Der Ausstoß des klimaschädlichen Kohlendioxids von Wohnungen für Heizung und Warmwasser soll bis 2020 um 40% zum Ausgangswert 1990 gesenkt werden. Das heißt für Schleswig – Holstein: Die aktuellen Emissionen müssen jetzt noch um rund 29 Prozent gesenkt werden. Das Innenministerium und die schleswig-holsteinische Wohnungswirtschaft haben dazu den "Klimapakt Wohnen" unterzeichnet.
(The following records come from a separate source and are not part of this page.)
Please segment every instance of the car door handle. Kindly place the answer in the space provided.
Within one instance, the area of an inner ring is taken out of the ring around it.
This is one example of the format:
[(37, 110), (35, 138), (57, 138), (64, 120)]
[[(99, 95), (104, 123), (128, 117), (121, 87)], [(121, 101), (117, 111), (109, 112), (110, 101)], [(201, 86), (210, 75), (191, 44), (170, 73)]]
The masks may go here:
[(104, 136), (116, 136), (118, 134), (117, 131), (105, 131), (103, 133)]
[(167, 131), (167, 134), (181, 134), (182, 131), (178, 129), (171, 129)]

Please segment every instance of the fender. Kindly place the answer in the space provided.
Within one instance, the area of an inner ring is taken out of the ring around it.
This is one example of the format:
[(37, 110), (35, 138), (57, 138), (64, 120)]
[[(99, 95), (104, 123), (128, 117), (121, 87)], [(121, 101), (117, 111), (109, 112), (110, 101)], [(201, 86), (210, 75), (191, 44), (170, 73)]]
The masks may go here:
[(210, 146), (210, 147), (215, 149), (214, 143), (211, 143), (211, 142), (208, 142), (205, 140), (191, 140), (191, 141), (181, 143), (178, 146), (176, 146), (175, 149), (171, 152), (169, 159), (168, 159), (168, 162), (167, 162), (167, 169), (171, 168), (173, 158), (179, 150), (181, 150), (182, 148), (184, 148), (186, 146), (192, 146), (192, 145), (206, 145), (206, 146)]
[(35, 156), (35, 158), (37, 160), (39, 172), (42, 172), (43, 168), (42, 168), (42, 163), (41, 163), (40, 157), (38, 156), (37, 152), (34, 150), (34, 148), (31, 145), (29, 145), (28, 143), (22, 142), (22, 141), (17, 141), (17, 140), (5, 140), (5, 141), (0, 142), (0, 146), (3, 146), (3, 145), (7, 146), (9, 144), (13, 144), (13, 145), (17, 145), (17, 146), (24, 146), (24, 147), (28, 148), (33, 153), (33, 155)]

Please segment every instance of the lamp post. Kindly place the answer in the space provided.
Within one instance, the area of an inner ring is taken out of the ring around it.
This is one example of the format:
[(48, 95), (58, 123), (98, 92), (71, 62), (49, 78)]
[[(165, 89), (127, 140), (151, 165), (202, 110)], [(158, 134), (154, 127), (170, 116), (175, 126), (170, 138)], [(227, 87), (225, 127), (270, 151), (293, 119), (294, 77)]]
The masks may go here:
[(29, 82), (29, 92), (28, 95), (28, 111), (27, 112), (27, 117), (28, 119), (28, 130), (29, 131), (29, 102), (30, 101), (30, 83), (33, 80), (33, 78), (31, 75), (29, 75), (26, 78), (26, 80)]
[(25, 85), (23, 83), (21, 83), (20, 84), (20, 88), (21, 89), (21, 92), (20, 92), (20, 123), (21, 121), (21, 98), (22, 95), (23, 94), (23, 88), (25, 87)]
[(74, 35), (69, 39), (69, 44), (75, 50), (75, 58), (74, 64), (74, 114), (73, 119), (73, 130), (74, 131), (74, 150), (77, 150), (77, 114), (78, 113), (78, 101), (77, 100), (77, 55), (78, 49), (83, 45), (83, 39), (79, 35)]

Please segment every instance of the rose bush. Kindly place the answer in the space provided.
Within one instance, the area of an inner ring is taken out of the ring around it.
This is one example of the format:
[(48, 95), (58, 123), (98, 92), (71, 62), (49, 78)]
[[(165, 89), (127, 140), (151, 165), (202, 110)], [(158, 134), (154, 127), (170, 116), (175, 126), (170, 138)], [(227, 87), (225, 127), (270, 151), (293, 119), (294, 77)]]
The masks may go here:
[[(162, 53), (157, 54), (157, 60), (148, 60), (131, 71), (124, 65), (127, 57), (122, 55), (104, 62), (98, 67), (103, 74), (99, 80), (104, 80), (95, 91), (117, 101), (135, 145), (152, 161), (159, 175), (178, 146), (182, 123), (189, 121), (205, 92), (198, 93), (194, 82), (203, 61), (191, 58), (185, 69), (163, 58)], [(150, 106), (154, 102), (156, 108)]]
Die Vereinbarungen basieren auf dem Status Quo des Energieverbrauchs und des Modernisierungsgrads der Gebäudebestände über den sich sowohl das Innenministerium für den Gesamtbestand (rund 1,35 Mio. Wohnungen) als auch die Verbände für ihre Bestände (rund 30 % des Gesamtbestands) einen Überblick verschafft haben. Der Klimapakt ist ein wichtiger Aktivposten im "Aktionsplan Klimaschutz" des Landes, er will ein Kooperationspartner für kommunale Klimaschutzkonzepte sein und wirkt zugleich als Kooperationsplattform und Unterstützung für energieeffiziente Bestandsmodernisierungen und Wohnungsneubau.
Warum sind wir im Klimapakt?
„Fördern statt Fordern ist der richtige Weg“, sagt Jochem Schlotmann, Vorsitzender der Eigentümerschutz-Gemeinschaft Haus & Grund Schleswig-Holstein mit 62.000 Mitgliedern in 92 Ortsvereinen.
„Maßnahmen für den Klimaschutz setzen eine Verbesserung des Investitionsklimas voraus. Das geltende Mietrecht und fehlende steuerliche Anreize erschweren Investitionen zur Energieeinsparung“, so Schlotmann weiter. Er weist auf das zur Zeit bestehende Nutzer-Investor-Dilemma hin und fordert, das Wirtschaftlichkeitsgebot zu beachten.
„Die private Wohnungswirtschaft, die rund drei Viertel des Wohnungsbestandes zur Verfügung stellt, hat dennoch nachhaltig in Energieeinsparung investiert und ist auf dem besten Weg, die im Klimapakt vereinbarten 30 % CO² bis 2020 einzusparen. Der durchschnittliche Energieverbrauch im Gebäudebestand beläuft sich auf lediglich 150 KWh/m²/a und liegt bereits 50 % unterhalb der vermuteten Werte. Zwangsmaßnahmen zum Klimaschutz sind daher der falsche Weg. Das macht dieser Erfolg deutlich“, resümiert Schlotmann.